ESPE Abstracts

The pathogenetic role of genetic factors in congenital hypothyroidism (CH) is now widely known. The constant evolution of diagnostic methods in the field of medical genetics provides the opportunity to obtain an etiological diagnosis in CH patients with genetic defects in candidate genes. We performed genetic analysis by Next Generation Sequencing (NGS) of 18 candidate genes (DUOX2, DUOXA2, FOXE1, GLIS3, IGSF1, IYD, NKX2-1, NKX2-5, PAX8, SLC16A2, SLC26A4, SLC5A5, TG, THRA, THRB, TPO, TSHB, TSHR) involved in both morphogenesis and thyroid function in a selected sample of CH patients. Inclusion criteria were: CH patients with gland-in-situ (GIS), identified by newborn screening from January 2003 to December 2015 in Emilia-Romagna region, with permanent CH emerging from the re-evaluation of the diagnosis. Exclusion criteria were: children with chromosomal abnormalities and the absence of written informed consent. 41 patients (25 males, 16 females) were enrolled. The NGS analysis was carried out using the Ion Torrent S5 Life Technology instrument. Allelic variants (AVs) with MAF <0.05 were included and classified using Varsome. Benign and probably benign AVs were excluded. 36 AVs were detected in 23/41 patients (56%): 13 pts presented with one AV, 7 pts with 2 AVs and 3 pts with 3 AVs. The remaining 18/41 pts were found to be wild-type (WT). 25/36 AVs were found in genes involved in thyroid hormone synthesis: 11 (30.5%) DUOX2; 9 (25%) TG, 3 (8.3%) TPO, 1 SLC26A4, 1 SLC5A5. 10/36 AVs in genes involved in thyroid morphogenesis: 8 (22.2%) TSHR, 1 GLIS3, 1 FOXE1. 1/36 AV in a gene (IGSF1) implicated in the hypothalamic-pituitary function. 50% of the AVs (18/36) were classified as VUS, 28% (10/36) as pathogenic and 22% (8/36) as likely pathogenic, according to the guidelines of the ACMG. In 7 patients (19,4%) we found an oligogenic CH. Among patients who harbored more than one AVs, 3/10 (7%) presented with compound heterozigosity on the same gene and these patients showed a more severe CH (higher TSH and lower fT4 at diagnosis) than those with oligogenic CH (P = 0.017).
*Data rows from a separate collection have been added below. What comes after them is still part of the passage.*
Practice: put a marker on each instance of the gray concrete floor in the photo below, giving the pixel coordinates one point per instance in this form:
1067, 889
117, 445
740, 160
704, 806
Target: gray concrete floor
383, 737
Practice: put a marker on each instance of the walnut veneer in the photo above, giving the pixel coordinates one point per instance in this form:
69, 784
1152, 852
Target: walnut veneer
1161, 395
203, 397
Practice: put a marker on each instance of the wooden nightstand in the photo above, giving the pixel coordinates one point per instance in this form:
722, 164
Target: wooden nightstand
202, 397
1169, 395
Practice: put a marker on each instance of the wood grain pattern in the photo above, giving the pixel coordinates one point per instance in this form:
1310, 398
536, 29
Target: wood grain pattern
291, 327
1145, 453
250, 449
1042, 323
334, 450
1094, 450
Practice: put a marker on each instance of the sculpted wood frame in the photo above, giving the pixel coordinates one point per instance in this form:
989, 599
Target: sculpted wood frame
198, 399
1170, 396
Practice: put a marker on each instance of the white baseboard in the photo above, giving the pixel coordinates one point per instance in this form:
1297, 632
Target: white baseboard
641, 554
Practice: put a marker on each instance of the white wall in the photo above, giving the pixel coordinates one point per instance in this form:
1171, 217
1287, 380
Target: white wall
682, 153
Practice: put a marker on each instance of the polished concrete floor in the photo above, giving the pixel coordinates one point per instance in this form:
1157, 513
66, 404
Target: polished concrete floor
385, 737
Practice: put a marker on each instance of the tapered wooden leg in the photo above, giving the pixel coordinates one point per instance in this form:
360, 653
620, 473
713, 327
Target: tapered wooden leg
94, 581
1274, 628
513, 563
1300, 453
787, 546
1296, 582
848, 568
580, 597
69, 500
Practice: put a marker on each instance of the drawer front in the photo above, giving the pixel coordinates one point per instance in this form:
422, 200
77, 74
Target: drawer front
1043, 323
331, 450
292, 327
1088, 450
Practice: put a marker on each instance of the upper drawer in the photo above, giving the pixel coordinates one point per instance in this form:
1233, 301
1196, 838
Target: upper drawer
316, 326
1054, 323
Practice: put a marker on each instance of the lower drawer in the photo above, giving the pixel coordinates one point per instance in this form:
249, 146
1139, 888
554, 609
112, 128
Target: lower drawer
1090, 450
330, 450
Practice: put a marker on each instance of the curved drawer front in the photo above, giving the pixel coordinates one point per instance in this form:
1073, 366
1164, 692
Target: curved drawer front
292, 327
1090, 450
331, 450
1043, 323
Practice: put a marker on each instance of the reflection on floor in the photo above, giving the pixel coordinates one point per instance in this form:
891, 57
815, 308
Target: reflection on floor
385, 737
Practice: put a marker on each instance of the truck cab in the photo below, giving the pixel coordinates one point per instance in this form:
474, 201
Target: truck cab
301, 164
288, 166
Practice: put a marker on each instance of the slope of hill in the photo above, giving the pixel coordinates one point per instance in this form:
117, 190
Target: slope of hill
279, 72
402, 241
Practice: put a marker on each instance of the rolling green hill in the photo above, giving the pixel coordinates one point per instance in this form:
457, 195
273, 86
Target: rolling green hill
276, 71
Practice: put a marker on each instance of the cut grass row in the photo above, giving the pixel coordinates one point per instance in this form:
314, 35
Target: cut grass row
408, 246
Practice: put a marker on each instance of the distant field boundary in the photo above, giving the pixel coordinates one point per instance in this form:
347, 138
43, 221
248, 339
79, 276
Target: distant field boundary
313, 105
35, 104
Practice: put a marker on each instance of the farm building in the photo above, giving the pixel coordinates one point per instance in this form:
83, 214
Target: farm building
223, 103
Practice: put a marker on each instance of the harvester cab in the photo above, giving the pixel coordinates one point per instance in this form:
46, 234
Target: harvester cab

Despite the preliminary nature of the results, in 56% of patients with CH and GIS we found at least 1 AV of probable pathogenic significance. Further investigations through the search for copy number variations and the analysis of the regulatory regions, currently ongoing, will allow to increase the detection rate and elucidate the mechanisms underlying CH.